Donald Trump is a symptom, not a cause, of the intellectual rot within the Republican Party. Put another way, he’s what the doctors would call an “opportunistic infection,” a malady that couldn’t take hold in a healthy host but that thrives in a host with an already weakened immune system.
Marco Rubio, the great slight hope of the waning Republican establishment, offered confirmation of that diagnosis this week in his remarks to an American Legion group in New Hampshire. “It’s now abundantly clear,” Rubio said. “Barack Obama has deliberately weakened America.”
Think about that: Rubio wasn’t arguing that Obama’s policies had been flawed, leaving the country weaker as a result. He was claiming intent. He was going to motive. Rubio explicitly argued that the twice-elected president of the United States, our commander in chief, set out to deliberately weaken the country because he believes it is a force for evil in the world.
We’ve always had people who said or implied such things. Cynthia McKinney, the former Georgia congresswoman, believed that George W. Bush deliberately allowed the attacks of 9/11. A couple of generations back, some muttered that FDR had exposed our fleet at Pearl Harbor to Japanese attack so he could draw us into World War II, or that Ike Eisenhower was a “conscious, dedicated agent of the communist conspiracy,” as the Birchers used to put it. But they have typically been fringe figures, people whose irresponsible rhetoric ensured that they were kept far from the levers of power.
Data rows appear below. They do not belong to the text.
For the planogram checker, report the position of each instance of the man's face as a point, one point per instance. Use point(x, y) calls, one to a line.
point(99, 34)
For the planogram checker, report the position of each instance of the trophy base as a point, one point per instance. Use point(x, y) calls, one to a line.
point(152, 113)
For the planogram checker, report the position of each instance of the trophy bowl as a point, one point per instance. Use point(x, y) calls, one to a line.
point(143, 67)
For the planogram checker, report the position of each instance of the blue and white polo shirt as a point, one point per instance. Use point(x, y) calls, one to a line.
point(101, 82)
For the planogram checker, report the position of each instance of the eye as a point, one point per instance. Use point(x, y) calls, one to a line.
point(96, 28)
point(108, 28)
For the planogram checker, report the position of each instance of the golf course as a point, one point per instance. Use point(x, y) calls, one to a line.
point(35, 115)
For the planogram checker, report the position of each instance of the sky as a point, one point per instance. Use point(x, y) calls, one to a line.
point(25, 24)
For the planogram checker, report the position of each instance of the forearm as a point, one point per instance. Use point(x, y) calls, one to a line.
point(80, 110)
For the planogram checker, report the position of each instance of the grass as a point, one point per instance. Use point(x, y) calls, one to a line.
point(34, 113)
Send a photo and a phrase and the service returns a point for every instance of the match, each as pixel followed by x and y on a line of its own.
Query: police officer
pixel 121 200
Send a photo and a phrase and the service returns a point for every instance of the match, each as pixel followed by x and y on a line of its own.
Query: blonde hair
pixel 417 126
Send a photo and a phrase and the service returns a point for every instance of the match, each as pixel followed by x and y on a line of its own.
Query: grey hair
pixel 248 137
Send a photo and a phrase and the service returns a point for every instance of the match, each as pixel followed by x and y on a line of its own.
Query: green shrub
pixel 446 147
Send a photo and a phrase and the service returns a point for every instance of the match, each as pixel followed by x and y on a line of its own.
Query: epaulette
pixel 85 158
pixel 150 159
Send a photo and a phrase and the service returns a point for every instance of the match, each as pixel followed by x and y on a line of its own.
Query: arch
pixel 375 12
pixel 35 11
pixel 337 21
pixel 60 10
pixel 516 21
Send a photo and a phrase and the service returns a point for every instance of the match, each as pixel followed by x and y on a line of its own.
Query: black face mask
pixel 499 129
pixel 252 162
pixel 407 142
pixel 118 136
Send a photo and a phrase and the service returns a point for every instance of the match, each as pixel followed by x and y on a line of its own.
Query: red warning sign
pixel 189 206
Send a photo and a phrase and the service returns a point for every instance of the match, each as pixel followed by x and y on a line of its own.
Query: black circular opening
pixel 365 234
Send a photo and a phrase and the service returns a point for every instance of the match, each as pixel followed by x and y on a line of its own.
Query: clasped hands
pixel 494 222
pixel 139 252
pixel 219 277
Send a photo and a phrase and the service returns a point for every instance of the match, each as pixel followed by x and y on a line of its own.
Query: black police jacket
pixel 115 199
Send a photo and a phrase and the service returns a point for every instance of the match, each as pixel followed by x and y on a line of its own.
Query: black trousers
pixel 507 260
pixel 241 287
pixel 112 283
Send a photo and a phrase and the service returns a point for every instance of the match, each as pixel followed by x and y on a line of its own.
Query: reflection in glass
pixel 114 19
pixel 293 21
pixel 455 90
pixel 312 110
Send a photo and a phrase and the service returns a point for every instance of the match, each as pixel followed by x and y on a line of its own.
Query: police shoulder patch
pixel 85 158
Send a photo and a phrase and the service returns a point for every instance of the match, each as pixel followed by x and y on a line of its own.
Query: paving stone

Rubio, on the other hand, is a leading presidential candidate, someone viewed as the probable champion of his party’s mainstream. As his example demonstrates, once your party deems it acceptable to spread such nonsense by dog-whistle, you have no standing to complain when someone like Trump barges in and does so via bullhorn.
It’s also important to recognize just how corrosive such allegations are not just to the Republican Party but to democratic self-governance. In the end, our system is founded on mutual trust; without it, the Constitution is a dead letter. Republicans and Democrats will always fight and bicker, but as long as we accept the errors of the other party as errors made in good faith, we can also accept our victories and defeats and go on as fellow Americans to argue again tomorrow.
However, once one party succumbs to the notion that the other is guilty of treachery, of actively trying to undermine the whole country, as Rubio implies, the system cannot function. In such an environment, the compromise that fuels a constitutional republic becomes redefined as collaboration with the enemy. Faith in the system disappears; radical responses are legitimized and gunmen start taking over government buildings.
Once unleashed, such an attitude is hard to contain. The old-school elements within the Republican Party that still appreciate its danger — Jeb Bush, John Kasich, Lindsey Graham, etc. — have lost the will or capability to corral it, and the likes of Rubio have surrendered to it. If it is to be consigned once again to the fringes, where it belongs, the American voter will have to resoundingly reject it.
I hope that’s what happens. But we’ll see.